La directive NIS II exige également l’évaluation et la maîtrise des risques inhérents à la chaîne d’approvisionnement, contraignant ainsi les organisations à analyser rigoureusement les mesures de cybersécurité adoptées par leurs fournisseurs et à incorporer des dispositions contractuelles précises.
b. Ses sanctions
Au même titre que DORA, NIS II fixe un régime de responsabilité personnelle pour les membres des organes de direction des entités critiques. Leur responsabilité peut être engagée s’ils n’ont pas pris les mesures raisonnables pour prévenir ou limiter les impacts des cyberattaques. NIS II prévoit également des amendes administratives pouvant atteindre plusieurs millions d’euros et des sanctions personnelles pour les dirigeants négligents.
5. Quid à l’échelle nationale ? Les dirigeants risquent de payer le prix fort
a. Responsabilité pénale
Le Code pénal français établit un cadre juridique précis concernant la responsabilité des dirigeants en cas de cyberattaques découlant de négligences significatives ou de manquements aux obligations sécuritaires.
L’article 226-17 prévoit notamment des sanctions pour la conservation inadéquate de données personnelles sensibles. Un manque de vigilance peut conduire à des sanctions pénales conséquentes, incluant des peines privatives de liberté, des amendes considérables ainsi qu’une interdiction temporaire d’exercer certaines fonctions dirigeantes.
b. Responsabilité civile
Conformément à l’article 1240 du Code civil, la responsabilité d’une entreprise peut être engagée lorsqu’une faute ou une négligence de sa part occasionne un préjudice. Par exemple, une intrusion informatique malveillante découlant d’une insuffisance dans la gestion des infrastructures numériques est susceptible d’imputer à l’organisation la responsabilité des préjudices subis par des tiers, notamment les répercussions économiques et atteintes à l’image.
Les dédommagements dus aux personnes lésées peuvent engendrer des conséquences pécuniaires considérables tant pour la structure que pour ses administrateurs.

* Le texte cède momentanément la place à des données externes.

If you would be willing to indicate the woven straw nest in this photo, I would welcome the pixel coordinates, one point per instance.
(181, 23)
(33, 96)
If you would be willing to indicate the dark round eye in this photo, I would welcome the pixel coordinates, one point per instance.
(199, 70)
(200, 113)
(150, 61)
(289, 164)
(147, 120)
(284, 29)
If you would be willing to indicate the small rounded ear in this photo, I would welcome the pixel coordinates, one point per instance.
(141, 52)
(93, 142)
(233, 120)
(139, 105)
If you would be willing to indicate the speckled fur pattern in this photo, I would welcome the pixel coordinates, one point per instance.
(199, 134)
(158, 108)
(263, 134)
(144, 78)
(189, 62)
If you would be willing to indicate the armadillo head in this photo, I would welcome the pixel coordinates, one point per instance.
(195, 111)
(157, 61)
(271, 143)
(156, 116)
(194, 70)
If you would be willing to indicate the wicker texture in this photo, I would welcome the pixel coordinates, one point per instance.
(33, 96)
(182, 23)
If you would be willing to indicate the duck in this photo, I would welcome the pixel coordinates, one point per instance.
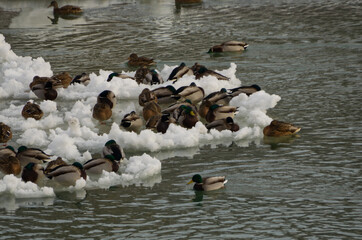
(279, 129)
(135, 61)
(53, 164)
(9, 164)
(185, 116)
(5, 133)
(120, 75)
(97, 165)
(45, 91)
(67, 175)
(248, 90)
(151, 109)
(164, 94)
(219, 112)
(146, 96)
(179, 72)
(192, 92)
(208, 183)
(224, 124)
(32, 110)
(229, 46)
(201, 71)
(108, 97)
(132, 122)
(102, 112)
(65, 10)
(82, 78)
(35, 155)
(33, 172)
(114, 149)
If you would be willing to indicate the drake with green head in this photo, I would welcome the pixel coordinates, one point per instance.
(208, 183)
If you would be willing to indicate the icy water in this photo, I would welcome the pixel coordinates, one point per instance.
(307, 187)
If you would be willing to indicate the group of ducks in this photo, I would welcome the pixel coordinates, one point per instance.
(29, 163)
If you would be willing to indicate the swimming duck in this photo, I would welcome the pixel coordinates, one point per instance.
(248, 90)
(279, 128)
(45, 91)
(67, 9)
(201, 71)
(120, 75)
(9, 164)
(32, 110)
(102, 112)
(35, 155)
(135, 61)
(185, 116)
(179, 72)
(67, 175)
(229, 46)
(107, 97)
(98, 165)
(208, 183)
(146, 96)
(132, 122)
(164, 94)
(114, 149)
(224, 124)
(33, 172)
(194, 93)
(151, 109)
(82, 78)
(5, 133)
(219, 112)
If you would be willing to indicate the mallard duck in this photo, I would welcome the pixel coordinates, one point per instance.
(224, 124)
(151, 109)
(32, 110)
(208, 183)
(279, 128)
(201, 71)
(9, 164)
(194, 93)
(33, 172)
(164, 122)
(53, 164)
(164, 94)
(132, 122)
(107, 97)
(67, 9)
(146, 96)
(185, 116)
(248, 90)
(114, 149)
(102, 112)
(35, 155)
(179, 72)
(67, 175)
(135, 61)
(98, 165)
(45, 91)
(229, 46)
(120, 75)
(219, 112)
(5, 133)
(82, 78)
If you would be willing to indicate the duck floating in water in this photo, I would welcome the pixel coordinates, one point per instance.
(32, 110)
(279, 129)
(65, 10)
(208, 183)
(229, 46)
(5, 133)
(135, 61)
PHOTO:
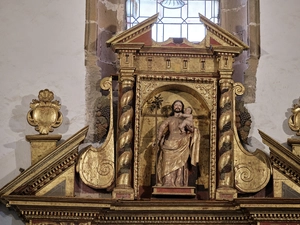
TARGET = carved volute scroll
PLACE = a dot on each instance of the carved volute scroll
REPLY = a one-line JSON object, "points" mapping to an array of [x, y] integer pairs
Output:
{"points": [[96, 165], [252, 170]]}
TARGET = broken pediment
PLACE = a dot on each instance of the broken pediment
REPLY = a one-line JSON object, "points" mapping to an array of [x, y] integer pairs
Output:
{"points": [[54, 171], [139, 36], [286, 167]]}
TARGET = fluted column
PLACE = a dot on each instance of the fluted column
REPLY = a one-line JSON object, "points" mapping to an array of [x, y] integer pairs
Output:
{"points": [[226, 188], [124, 151]]}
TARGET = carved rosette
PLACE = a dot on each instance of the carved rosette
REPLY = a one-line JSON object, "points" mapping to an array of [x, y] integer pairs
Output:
{"points": [[44, 114]]}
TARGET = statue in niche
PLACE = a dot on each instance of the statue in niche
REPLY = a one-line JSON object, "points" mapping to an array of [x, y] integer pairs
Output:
{"points": [[175, 145]]}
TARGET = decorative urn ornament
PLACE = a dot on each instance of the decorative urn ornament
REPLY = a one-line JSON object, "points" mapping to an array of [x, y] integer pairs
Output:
{"points": [[44, 114]]}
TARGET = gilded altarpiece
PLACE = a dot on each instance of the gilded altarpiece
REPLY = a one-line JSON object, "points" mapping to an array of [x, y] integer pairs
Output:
{"points": [[197, 92], [228, 184]]}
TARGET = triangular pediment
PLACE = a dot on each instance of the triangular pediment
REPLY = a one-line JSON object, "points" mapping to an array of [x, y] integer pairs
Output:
{"points": [[139, 35], [218, 37], [286, 166], [51, 171]]}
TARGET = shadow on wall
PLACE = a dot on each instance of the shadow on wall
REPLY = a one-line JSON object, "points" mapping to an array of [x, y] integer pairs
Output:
{"points": [[16, 155], [9, 217]]}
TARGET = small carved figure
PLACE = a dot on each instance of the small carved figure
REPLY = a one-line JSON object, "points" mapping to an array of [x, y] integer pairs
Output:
{"points": [[187, 123], [175, 147]]}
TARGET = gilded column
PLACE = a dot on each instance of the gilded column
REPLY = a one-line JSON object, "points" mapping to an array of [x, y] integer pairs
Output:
{"points": [[124, 151], [226, 188]]}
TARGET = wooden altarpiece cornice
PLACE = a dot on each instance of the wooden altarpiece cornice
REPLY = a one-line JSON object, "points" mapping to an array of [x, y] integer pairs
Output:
{"points": [[206, 66]]}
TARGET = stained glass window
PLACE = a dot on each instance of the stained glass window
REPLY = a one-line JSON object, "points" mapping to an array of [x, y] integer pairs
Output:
{"points": [[177, 18]]}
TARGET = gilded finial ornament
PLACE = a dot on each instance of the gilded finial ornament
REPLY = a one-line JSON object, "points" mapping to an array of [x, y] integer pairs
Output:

c. Responsabilité contractuelle
Enfin, la responsabilité contractuelle peut être engagée lorsqu’une cyberattaque impacte un fournisseur, partenaire ou client dans le cadre d’une relation contractuelle établie. Le manquement aux obligations relatives à la sécurisation des données peut contraindre à indemniser les préjudices subis par le cocontractant. Dans l’hypothèse d’une mise en jeu de la responsabilité contractuelle, les répercussions potentielles incluent des indemnisations financières, la résiliation de contrats commerciaux et des contentieux juridiques prolongés.